核保有の阻止以外にも、広範な目的が挙げられ、しかも、緒戦でイランの指導者多数を殺害した軍事行動が目指した「大義」は何であったのか。94年に北朝鮮の核施設への軍事行動を取らなかったクリントン政権を批判して、核施設への攻撃に絞った軍事行動を行った昨年6月のイラン攻撃は正当化できても、北朝鮮の教訓を論拠に、より広範な攻撃目標に対する今回の軍事行動を正当化することは到底できないだろう。

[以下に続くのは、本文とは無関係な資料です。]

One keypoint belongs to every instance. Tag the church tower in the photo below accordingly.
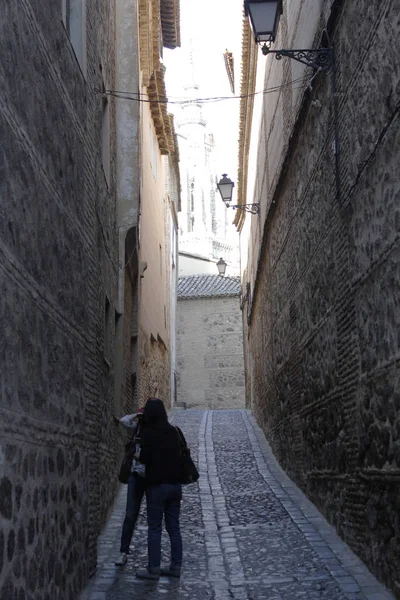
(203, 220)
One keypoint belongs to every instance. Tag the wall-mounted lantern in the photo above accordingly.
(264, 17)
(221, 265)
(225, 187)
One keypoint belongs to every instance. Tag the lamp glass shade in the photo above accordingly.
(264, 18)
(221, 265)
(225, 186)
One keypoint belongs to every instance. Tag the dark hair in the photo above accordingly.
(154, 412)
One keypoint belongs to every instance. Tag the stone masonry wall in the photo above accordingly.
(59, 446)
(210, 353)
(326, 312)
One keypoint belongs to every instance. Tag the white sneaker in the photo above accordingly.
(121, 560)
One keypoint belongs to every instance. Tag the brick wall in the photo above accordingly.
(210, 353)
(59, 445)
(326, 314)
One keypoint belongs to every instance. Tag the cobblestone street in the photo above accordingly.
(248, 532)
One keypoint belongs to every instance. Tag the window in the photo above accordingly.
(107, 330)
(153, 151)
(105, 136)
(173, 243)
(74, 19)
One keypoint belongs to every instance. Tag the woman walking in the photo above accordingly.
(160, 452)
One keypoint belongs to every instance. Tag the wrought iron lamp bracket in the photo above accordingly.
(320, 58)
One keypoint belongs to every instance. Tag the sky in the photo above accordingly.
(211, 26)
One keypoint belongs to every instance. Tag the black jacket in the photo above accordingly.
(160, 452)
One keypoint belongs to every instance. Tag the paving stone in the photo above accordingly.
(248, 532)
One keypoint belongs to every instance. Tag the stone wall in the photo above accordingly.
(325, 315)
(210, 353)
(59, 446)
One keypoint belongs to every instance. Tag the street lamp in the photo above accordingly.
(221, 264)
(264, 20)
(225, 187)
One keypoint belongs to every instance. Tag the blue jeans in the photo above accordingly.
(164, 500)
(136, 488)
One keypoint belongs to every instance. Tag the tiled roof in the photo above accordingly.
(205, 286)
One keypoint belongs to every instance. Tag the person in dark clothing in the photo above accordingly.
(135, 424)
(160, 452)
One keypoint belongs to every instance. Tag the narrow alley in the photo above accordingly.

このように、北朝鮮の核問題への対応からどのような教訓をくみ取るかの点からも、今次攻撃の目的との関係からも、上記社説やイスラエルが主張する論理は無理筋と言わざるを得ない。
4月8日、瀬戸際で二週間の停戦が合意されたが、それを維持することも、中長期的な紛争終結につなげていくことも至難である。4月11日、12日の米・イラン協議は物別れに終わった。
一方、米国もイランも、際限ない状況悪化を避けることには共通の利益がある。それをテコに、事態が沈静化に向かうことが望まれる。